The HALYARD* family of MIC* gastrostomy feeding tubes allows for delivery of enteral nutrition and 

medication directly into the stomach and/or gastric decompression. 

Indications for Use

Gastrostomy tube feeding may be indicated for patients needing long-term enteral support or 

hydration secondary to a primary condition relating to the head and/or neck. These conditions 

include stroke; cancer; head and neck tumors, Injuries, or trauma; and neurological disorders 

resulting in a chewing or swallowing abnormality. This device (sold in a kit) is intended as an initial 

placement device. The device is placed by one of two techniques, the PULL technique and the over-

the-guidewire technique (PUSH technique). This guidance covers the PULL technique.

Contraindications

Contraindications for placement of a gastrostomy feeding tube include, but are not limited to colonic 

interposition, portal hypertension, peritonitis, morbid obesity and esophageal stenosis.

 

Warnings

Do not reuse, reprocess, or resterilize this medical device. Reuse, reprocessing, or 

resterilization may 1) adversely affect the known biocompatibility characteristics of the 

device, 2) compromise the structural integrity of the device, 3) lead to the device not 

performing as intended, or 4) create a risk of contamination and cause the transmission 

of infectious diseases resulting in patient injury, illness, or death.
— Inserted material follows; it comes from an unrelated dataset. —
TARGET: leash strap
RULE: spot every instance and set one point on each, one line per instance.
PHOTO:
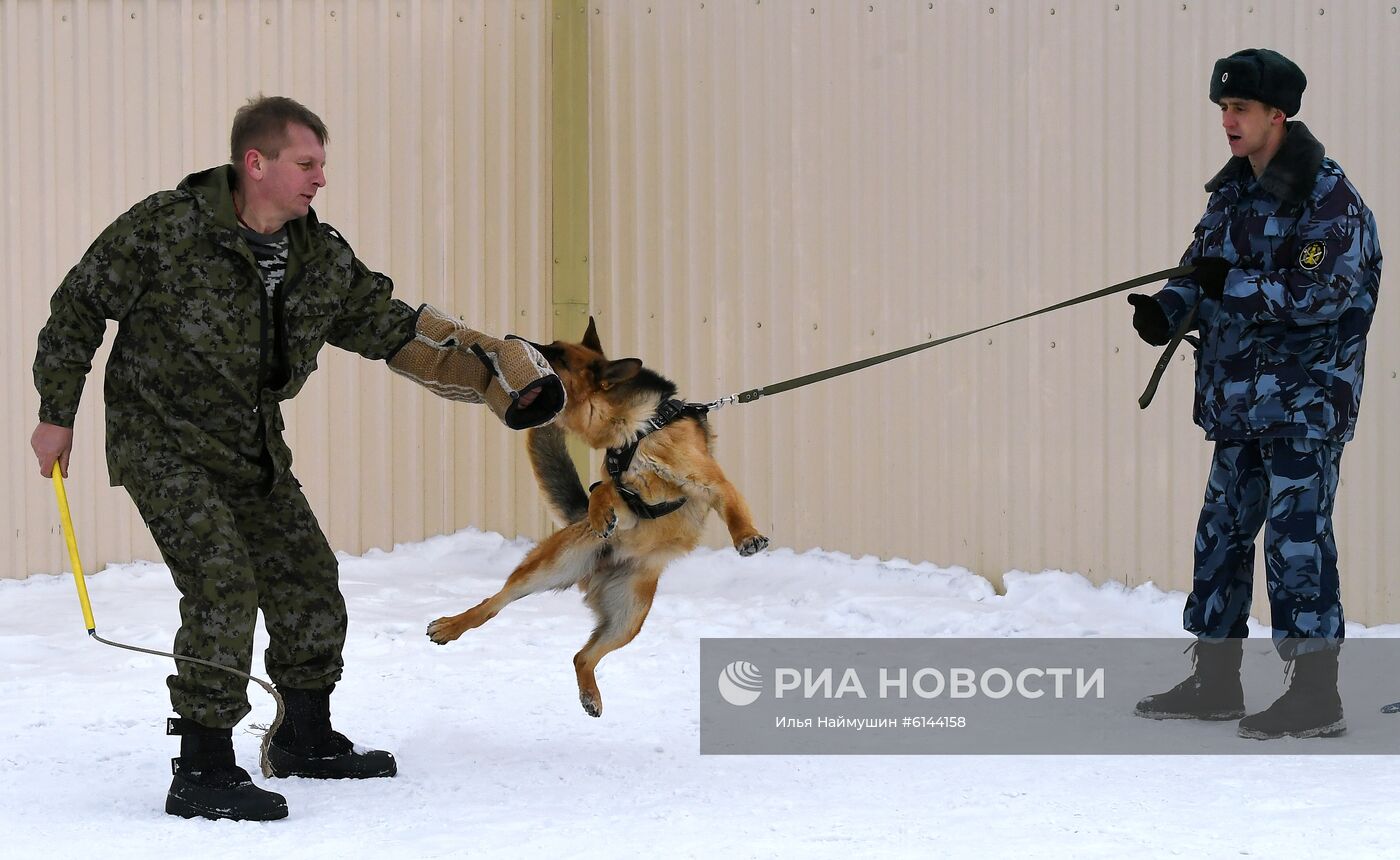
(1166, 356)
(748, 397)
After MIC* PEG Tube placement, proper positioning of the internal bumper against the 

gastric mucosa must be verified endoscopically. Tension on the MIC* PEG Tube should be 

avoided to minimize the risk of complications. 

Failure to comply with these warnings may result in pressure necrosis of the gastric 

mucosa with subsequent erosion, perforation, and/or leakage of gastric contents into 

the peritoneum. Migration of the internal bumper into the stoma tract or embedding 

into the stomach wall may also occur over time. 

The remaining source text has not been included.